“PER GRAZIA RICEVUTA” È UNA
PELLICOLA DEL 1971, DIRETTA E INTERPRETATA DA NINO MANFREDI, CHE TRATTA I TEMI
DEL DIBATTITO TRA RELIGIOSITÀ E INTEGRALISMO, TRA CONFORMISMO E TRADIZIONE, TRA
IL CREDERE AI MIRACOLI O CONSIDERARLI FRUTTO DEL CASO.
Navigando in rete si possono trovare e visionare integralmente
dei film interessanti, dei veri capolavori della cinematografia italiana.
Solitamente quando uno carica su internet un’opera cinematografica completa
dopo qualche tempo viene fatta rimuovere da coloro che ne detengono i diritti e
per vederla bisogna andare nei siti cinematografici a pagamento; qualcuno
conosce dei trucchi per evitare la rimozione: l’inserimento dei sottotitoli in
qualche lingua estera, oppure l’inserzione di un’introduzione prima dell’inizio
dello spettacolo vero e proprio.
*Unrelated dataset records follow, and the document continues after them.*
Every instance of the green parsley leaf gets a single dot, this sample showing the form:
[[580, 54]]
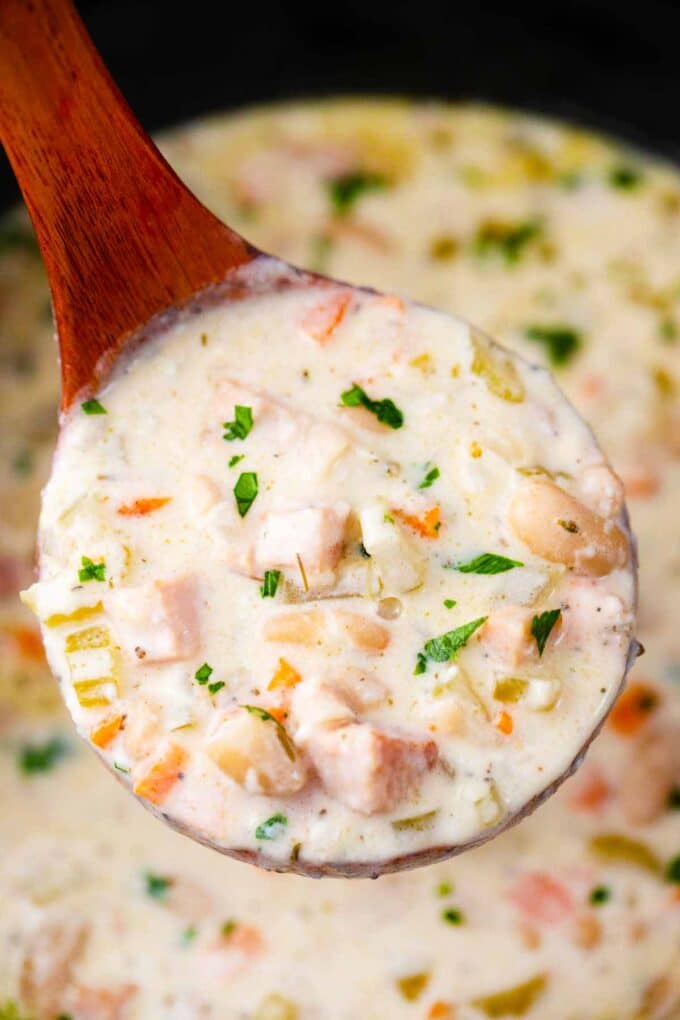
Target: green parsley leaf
[[541, 626], [561, 342], [42, 757], [346, 190], [91, 570], [156, 885], [93, 407], [486, 563], [447, 646], [673, 870], [272, 828], [599, 895], [246, 491], [507, 241], [430, 477], [625, 177], [203, 673], [270, 583], [242, 424], [384, 410]]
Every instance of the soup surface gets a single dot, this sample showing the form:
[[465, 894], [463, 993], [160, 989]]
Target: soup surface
[[567, 249]]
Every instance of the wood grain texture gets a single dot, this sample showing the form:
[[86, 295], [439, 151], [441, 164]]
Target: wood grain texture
[[121, 237]]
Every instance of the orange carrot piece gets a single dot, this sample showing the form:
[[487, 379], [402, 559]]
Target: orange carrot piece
[[285, 676], [140, 508], [321, 321], [633, 708], [504, 722], [157, 782], [102, 734], [426, 526]]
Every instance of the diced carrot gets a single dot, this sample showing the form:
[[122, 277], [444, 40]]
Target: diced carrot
[[504, 722], [285, 676], [633, 708], [589, 791], [323, 319], [542, 898], [102, 734], [427, 526], [140, 508], [159, 779], [29, 643]]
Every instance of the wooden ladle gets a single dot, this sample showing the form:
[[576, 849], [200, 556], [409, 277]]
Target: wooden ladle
[[123, 240]]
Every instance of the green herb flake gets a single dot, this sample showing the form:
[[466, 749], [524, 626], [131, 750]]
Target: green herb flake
[[672, 873], [203, 673], [430, 477], [270, 583], [384, 410], [245, 492], [93, 407], [541, 626], [35, 758], [156, 885], [272, 828], [599, 895], [447, 646], [507, 241], [486, 563], [242, 424], [91, 570], [625, 177], [561, 343], [346, 190]]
Talvolta accade che sono gli stessi autori dei
film che caricano le loro rappresentazioni cinematografiche e le lasciano
visionare gratuitamente a tutti. Il film “Per
grazia ricevuta” lo hanno caricato da diversi mesi ed è stato visualizzato
quasi 40.000 volte. Espongo una breve trama, avvalendomi di varie recensioni.
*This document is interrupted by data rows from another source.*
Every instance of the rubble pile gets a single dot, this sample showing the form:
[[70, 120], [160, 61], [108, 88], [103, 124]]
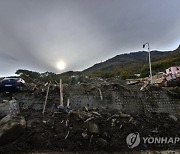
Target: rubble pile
[[91, 130]]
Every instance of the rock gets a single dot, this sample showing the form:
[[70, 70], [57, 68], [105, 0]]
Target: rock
[[173, 117], [11, 127], [102, 142], [93, 128], [85, 135]]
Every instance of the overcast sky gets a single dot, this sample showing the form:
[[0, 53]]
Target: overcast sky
[[36, 34]]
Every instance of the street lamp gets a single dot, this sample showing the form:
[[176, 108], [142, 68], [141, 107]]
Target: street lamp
[[150, 70]]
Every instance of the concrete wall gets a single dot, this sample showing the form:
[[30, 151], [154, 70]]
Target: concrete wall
[[113, 97]]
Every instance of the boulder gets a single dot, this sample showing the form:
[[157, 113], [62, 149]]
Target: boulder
[[11, 127], [93, 128]]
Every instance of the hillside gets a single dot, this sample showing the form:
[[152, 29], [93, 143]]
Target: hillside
[[126, 65]]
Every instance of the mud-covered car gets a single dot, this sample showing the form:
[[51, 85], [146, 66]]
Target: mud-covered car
[[12, 84]]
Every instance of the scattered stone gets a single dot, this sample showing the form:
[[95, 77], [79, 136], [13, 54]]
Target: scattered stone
[[85, 135], [11, 127], [173, 117], [93, 128], [102, 142]]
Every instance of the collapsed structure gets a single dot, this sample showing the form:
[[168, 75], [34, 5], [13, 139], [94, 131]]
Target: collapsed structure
[[102, 114]]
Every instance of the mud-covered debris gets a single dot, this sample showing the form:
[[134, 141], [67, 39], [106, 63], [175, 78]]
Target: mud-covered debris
[[173, 117], [93, 127], [102, 142], [11, 127]]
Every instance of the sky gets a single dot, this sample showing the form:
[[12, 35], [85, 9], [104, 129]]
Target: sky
[[38, 34]]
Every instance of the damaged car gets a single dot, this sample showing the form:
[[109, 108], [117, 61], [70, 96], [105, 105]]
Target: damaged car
[[12, 84]]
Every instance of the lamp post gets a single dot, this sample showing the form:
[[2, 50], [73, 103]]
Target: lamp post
[[150, 70]]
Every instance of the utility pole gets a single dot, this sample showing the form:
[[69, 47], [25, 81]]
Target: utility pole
[[150, 69]]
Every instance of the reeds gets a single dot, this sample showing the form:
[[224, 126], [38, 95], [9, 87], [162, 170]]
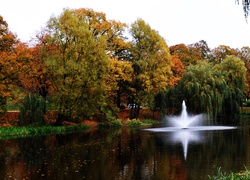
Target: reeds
[[30, 131]]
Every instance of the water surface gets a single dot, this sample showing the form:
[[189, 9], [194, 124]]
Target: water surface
[[126, 153]]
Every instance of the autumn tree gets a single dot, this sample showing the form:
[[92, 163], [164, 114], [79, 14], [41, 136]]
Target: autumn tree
[[219, 53], [178, 70], [7, 62], [116, 49], [151, 63], [203, 49], [80, 68], [187, 54]]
Benedetto Parisi è un bambino orfano che vive con una zia in
Ciociaria, dove inspiegabilmente parlano romano (probabilmente per far capire
in tutta Italia). Egli vive la vigilia della prima comunione in un clima di religiosità
esasperata; non ha il coraggio di confessare al prete che ha visto sua zia
ignuda, per cui, colpito dai sensi di colpa, non riesce ad ingoiare l’ostia
consacrata e scappa via, mentre corre scivola da un muro alto molti metri,
rimanendo illeso. Tutti gridano al miracolo e il bimbo viene fatto entrare in
un convento nell’attesa che arrivi la vocazione. Gli anni passano e Benedetto,
ormai adulto, ancora non ha scelto, vivendo un conflitto: è attirato dal mondo
esterno ed ha desideri sessuali ma allo stesso tempo ha quegli scrupoli
religiosi su cui è stato educato sin dall’infanzia. Quando egli pensa che sia
arrivato il segno per consacrarsi, i frati, da cui è ospitato, lo interpretano
in maniera opposta e, vedendo che è tormentato ancora di più, lo staccano da
loro, mandandolo nel mondo. Benedetto fa la
conoscenza di un farmacista ateo, il quale col tempo, senza fretta, lo
allontana dai suoi conflitti e scrupoli interiori e si fidanza con sua figlia.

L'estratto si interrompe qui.